What is true is that money is a lubricant in our lives, a tool to reduce friction. Specifically, two kinds of friction.
Each of us have a narrative in our minds about what we want to do with our lives. There’s an unconstrained version of our selves that we are all dying to express. This inner self construct can feel constrained at times by life’s obstacles perceived and real, and so money becomes the vehicle to make our lives friction less. Our thinking is that with the friction gone we can now express ourselves to the fullest.
I used to live in one of the worst neighborhoods in Brooklyn, every single day I will worry if I will get killed, my environmental friction was obvious. I needed money so I could stop worrying about getting shot on my way to work. This kind of friction is straightforward, you need money to eat, be safe, to stop worrying about your security and removing that friction changes your status quo dramatically and unequivocally. This is the first kind of friction money can remove.
Maybe you drive a brand new Mercedes because of it’s superior engineering and craftsmanship, and that’s how you like to express yourself, but for a lot of people the reason you make that purchase is to let the world know something about you. This is the psychological friction we mistaken think money can remove. It never actually works. The reason we feel the need to use money to send these signals are between our ears. The friction we feel is our internal narrative about who we are, and who we are in relation to the world around us.
Brilliant marketing tells us that if we only took nicer vacations, moved to the nicest neighborhood, wore more expensive jewelry and clothes our psychological friction will go away and maybe it does temporarily. It fades because taking on someone else identity and ideas of expression will not resolve your own. Buying the house in the new neighborhood may temporarily distract you from yourself but you can’t run from yourself forever.

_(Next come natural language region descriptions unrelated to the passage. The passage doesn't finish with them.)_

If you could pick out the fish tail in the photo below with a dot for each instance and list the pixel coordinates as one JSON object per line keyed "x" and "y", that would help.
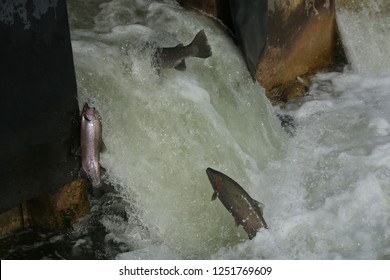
{"x": 200, "y": 45}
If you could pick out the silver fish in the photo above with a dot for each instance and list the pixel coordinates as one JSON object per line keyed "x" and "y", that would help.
{"x": 175, "y": 57}
{"x": 245, "y": 210}
{"x": 91, "y": 144}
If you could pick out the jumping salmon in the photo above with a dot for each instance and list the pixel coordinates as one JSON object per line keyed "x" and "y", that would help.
{"x": 91, "y": 143}
{"x": 175, "y": 57}
{"x": 245, "y": 210}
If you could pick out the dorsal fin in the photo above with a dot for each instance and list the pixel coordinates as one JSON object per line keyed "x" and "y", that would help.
{"x": 181, "y": 66}
{"x": 214, "y": 196}
{"x": 260, "y": 205}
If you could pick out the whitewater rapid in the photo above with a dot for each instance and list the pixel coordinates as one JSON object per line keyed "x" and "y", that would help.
{"x": 326, "y": 190}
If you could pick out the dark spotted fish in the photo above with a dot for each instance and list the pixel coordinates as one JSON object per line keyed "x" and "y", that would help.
{"x": 245, "y": 210}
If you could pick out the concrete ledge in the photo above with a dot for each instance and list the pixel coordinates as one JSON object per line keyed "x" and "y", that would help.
{"x": 55, "y": 212}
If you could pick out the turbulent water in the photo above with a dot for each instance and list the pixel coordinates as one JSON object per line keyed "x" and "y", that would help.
{"x": 326, "y": 190}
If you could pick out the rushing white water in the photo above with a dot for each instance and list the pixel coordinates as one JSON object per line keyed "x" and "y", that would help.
{"x": 364, "y": 27}
{"x": 326, "y": 190}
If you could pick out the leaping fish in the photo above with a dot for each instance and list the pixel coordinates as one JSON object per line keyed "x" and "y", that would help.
{"x": 91, "y": 144}
{"x": 245, "y": 210}
{"x": 174, "y": 57}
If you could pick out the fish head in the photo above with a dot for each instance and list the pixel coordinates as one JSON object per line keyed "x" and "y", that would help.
{"x": 88, "y": 112}
{"x": 215, "y": 179}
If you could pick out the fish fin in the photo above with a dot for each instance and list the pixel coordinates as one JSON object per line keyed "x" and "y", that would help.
{"x": 76, "y": 151}
{"x": 201, "y": 45}
{"x": 260, "y": 205}
{"x": 181, "y": 66}
{"x": 103, "y": 147}
{"x": 237, "y": 221}
{"x": 83, "y": 174}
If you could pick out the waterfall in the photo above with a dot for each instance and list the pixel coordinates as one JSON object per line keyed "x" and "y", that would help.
{"x": 326, "y": 190}
{"x": 163, "y": 131}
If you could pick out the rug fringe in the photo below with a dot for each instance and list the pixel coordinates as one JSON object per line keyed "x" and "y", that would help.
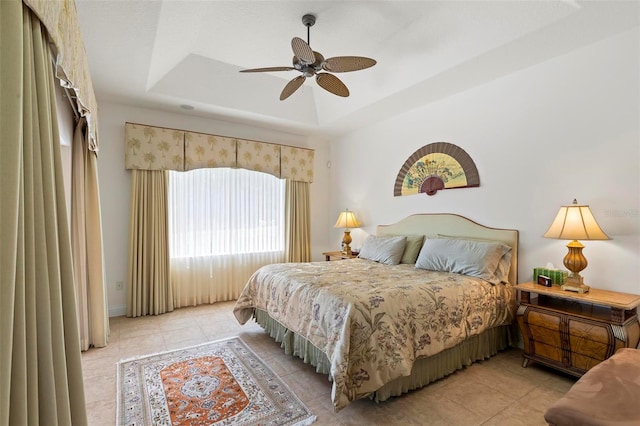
{"x": 306, "y": 422}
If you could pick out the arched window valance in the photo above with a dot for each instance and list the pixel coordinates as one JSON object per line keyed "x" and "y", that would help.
{"x": 159, "y": 148}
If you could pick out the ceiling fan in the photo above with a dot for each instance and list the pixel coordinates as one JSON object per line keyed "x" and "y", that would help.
{"x": 311, "y": 63}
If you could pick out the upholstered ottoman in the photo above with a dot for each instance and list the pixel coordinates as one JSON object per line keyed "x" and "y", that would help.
{"x": 607, "y": 394}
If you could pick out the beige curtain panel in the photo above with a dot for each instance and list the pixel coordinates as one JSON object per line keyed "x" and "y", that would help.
{"x": 40, "y": 364}
{"x": 86, "y": 239}
{"x": 61, "y": 21}
{"x": 297, "y": 222}
{"x": 159, "y": 148}
{"x": 149, "y": 286}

Once you understand this, the good news is that we live in a time when the barrier for reducing physical friction is getting lower. My 15 year old son probably has the same iPhone as the billionaire CEO of apple Tim cook and probably eats as well as he does as well.
Once you come to terms with our inner need to live a life with as little friction as possible, so that we can fully express our own unique version of self, then money then becomes a tool with limits – psychological friction just can’t be removed with money. This knowledge helps you then make better choices around how you spend, how much time you spend chasing money in relation to how much more friction you can remove from your life.